Basic Operations for Karatsuba Algorithm

We need to write the following basic operators:

Simple Multiplication

Here is some pseudo-code to help with implementation in C or assembly.
     // lX= length of X. X= address of LSW
100: function R = <A, lA> × <B, lB>
101:  for(iB=0;iB!=lB;iB++)
102:    Hp= 0
103:    C= 0
104:    for(iA=0;iA!=lA;iA++)
105:      H:L= A[iA] * B[iB]
106:      C:R[iA+iB]= R[iA+iB] + L + Hp + C
107:      Hp= H
108:    R[iA+iB]= Hp+C // actually R[lA+iB]= .. 
                       // since iA=lA at this point
Since the addition at (106) has four operands, the maximum value of the carry is 2. This requires 2 bits, which can't be handled by most CPUs flags register. Therefore, C needs its own register and addition instruction.

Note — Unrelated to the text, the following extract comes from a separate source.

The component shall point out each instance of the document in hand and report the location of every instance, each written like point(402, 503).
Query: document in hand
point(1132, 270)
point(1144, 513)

In (108), we directly set the value of R[iA+iB] without adding its previous value to Hp+C. This is because it's the first time we actually touch R[iA+iB]. The array R is assumed to be all zeros initially, therefore adding wouldn't make a difference.

At this point, we're guaranteed to not generate a carry to be propagated further. This is because R[lA+iB .. 0] is the result of A[lA-1..0]×B[iB..0]. This product is guaranteed to fit in lA+iB+1 words. Therefore, there can be no carry.

We can optimize this function by making use of the instruction "inc" for the x86-64 architecture. This instruction increments an index and simultaneously compares it to zero. For this to work, we need to translate A by lA, then use negative indices for iA. When we do that, we also need to translate R by lA.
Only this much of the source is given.